In that light, it is safe to assert that Iran’s nuclear crisis was the direct product of such securitized foreign policy discourse which portrayed Iran’s nuclear program as a proliferation threat. Such frame of mind has poisoned everything related to Iran and its non-proliferation policies. From foreign policy circles to intelligence communities, from think thanks to centers of academic excellence, from press to media the rhetorical and constructed notion of “Iran as a proliferation threat” permeates debates and what seems to

be taken for granted is that whatever Iran does, even within the confines of the Comprehensive Safeguards Agreement and the Additional Protocol, is inevitably linked to weaponization efforts! This construct has become an open wound that the U.S. and others in the region find easy to poke anytime their powerful lobbies deem it necessary to further their regional agenda of aggression and war mongering.

A return to the facts

In my capacity as ambassador, and so far as Covid-related restrictive measures would allow, I have been trying hard to accentuate the factual element in Iran’s nuclear program to European diplomats. The IAEA is present in Iran and its inspectors have access under the Additional Protocol to the places they might deem worthy of inspection. All nuclear activities in Iran are declared to the Agency and unfold before the eyes of IAEA inspectors. Besides, in sharp contrast to what the U.S. did on 8 May 2018, in the past two years Iran has had a transparent, verifiable and predictable and reversible course of action in its nuclear program. Let’s be clear, though, Iran agreed on a provisional basis to take confidence- building measures as stipulated under the JCPOA. You cannot build confidence forever, neither can such measures be taken for granted!

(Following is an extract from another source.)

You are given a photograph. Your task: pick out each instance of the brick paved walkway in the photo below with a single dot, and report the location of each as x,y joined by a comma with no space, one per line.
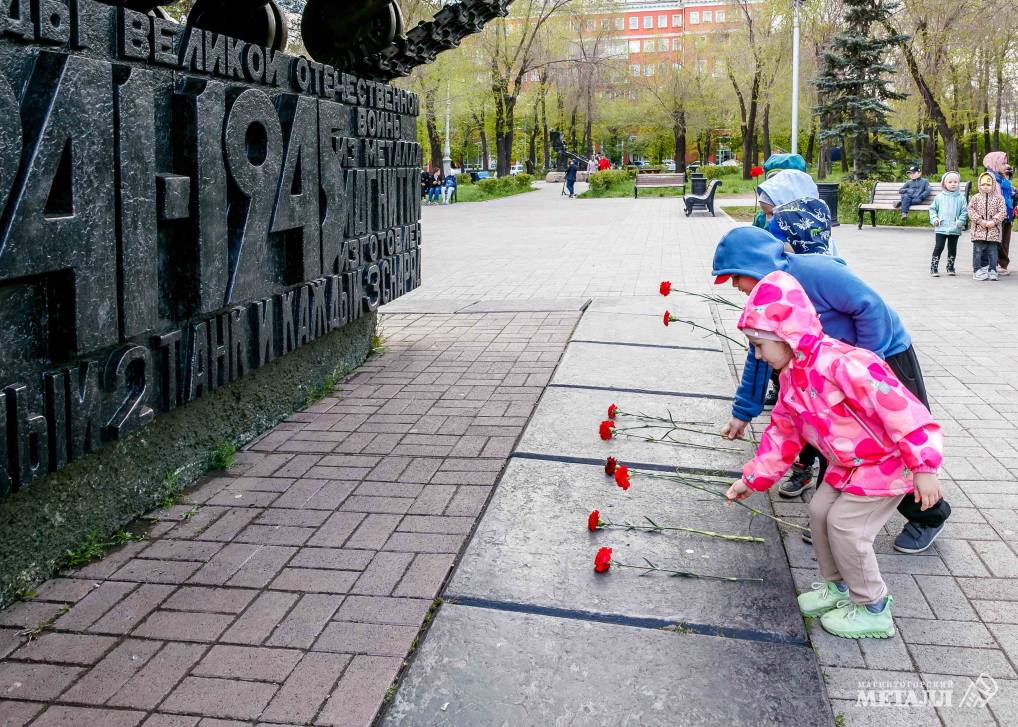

In the end, I would like to invite the European parties to the JCPOA to play a constructive role and acknowledge the fact that Iran was the victim of Trump administration’s policies in the past two and a half years. Secondly, I call upon the EU/E3 not to be part of this securitized discourse on Iran and not to tug at the rhetoric end of this discursive war and take the public opinion and its impact into serious consideration. Pursuing a policy of sanctions and coercion failed in the past and it is doomed to fail in the future as well. Finally, with the upcoming U.S. administration and the talks here or there in Washington about a prospective Biden administration return to the JCPOA it is important to build on this momentum rather than to create obstacles to the diplomatic process.